There are plenty of occasions when using an LSP to ‘rename’ a symbol isn’t possible. Perhaps you are amending JSON files, or some other basic data format like csv or txt. In those instances there will be times when you want to do a find and replace across multiple files. How can we do that in Neovim?

I’ll give you the short version of how I do it, and then I’ll explain what is going on in more detail…

In short

  1. Use telescope to find (grep) the things
  2. Send the things to the Quickfix list
  3. Use cfdo command to change the string to what you want and update all the files: cfdo %s/stringOne/stringTwo/g | update | bd

Simple enough when you are used to it but I found that workflow strange having come to Vim/Neovim from conventional text editors.

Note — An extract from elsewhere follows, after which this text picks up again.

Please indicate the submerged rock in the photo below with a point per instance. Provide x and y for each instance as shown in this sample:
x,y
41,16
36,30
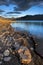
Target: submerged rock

But assuming you want to know how we just did what we did…

The explanation

Let’s break down what we are doing here.

  1. Use Telescope to find the things you want. In Vim-land, ‘grep’ and ‘find’ are kind of interchangeable terms. Certainly for our purposes here, it’s the same thing. The term grep is just short-hand for the “global regular expression print”; you know, “find” 😉 It is also worth saying here you can use whatever finding tool you want, fzf, or just the grep command itself. As long as that tool gives you a list of things you can send to the Quickfix list.
  2. So, you have a list of all the instances of the thing you were looking for. Now what? Well, built into Neovim is the ‘Quickfix’ list and the ‘Location’ list. Quickfix can deal with locations across multiple files, Location list is for the current window. Either way, these are just lists of things you may want to do something with. They might be a list of errors, but in this case we are using it to send a list of the lines where we want to change the text we searched for.
  3. Telescope is able to send things directly to the Quickfix list, and I am using that with a mapping of CTRL+Q (which might be the default) to do that.
  4. So now, the list of things is in this Quickfix list, and you can see them like a small buffer in a tray at the bottom of your interface. You can go up and down like you would in any normal file and go back and forth through the locations with :cnext, and :cprev. But what we want to do is just cycle through them all replacing one string with another.
  5. To do string replacement across all the content of any other buffer, we would use %s/stringOne/stringTwo/g where g means global so it replaces every instance on a line (and append c if you wanted to confirm each one). However, we want to do this in one go across all our instances and files.

To do that we use cfdo which is short for “Change File Do”.

So we “change file do”, tell it the change we want with our %s/this/that/g command and then pipe that into the update command, to save the file (otherwise you would have a load of changed buffers you then need to manually write/save), and finally pipe into bd to delete the buffer and keep the resources low.

Summary

I think the way you do find and replace across a project in a modern editor like Sublime Text, Zed, or even VS Code, is much simpler to reason about, but this is an effective way to do the same thing in Vim. There are alternative approaches to this, even when you can’t use an LSP, like using fd and sed outside of Neovim but this is the way I do it.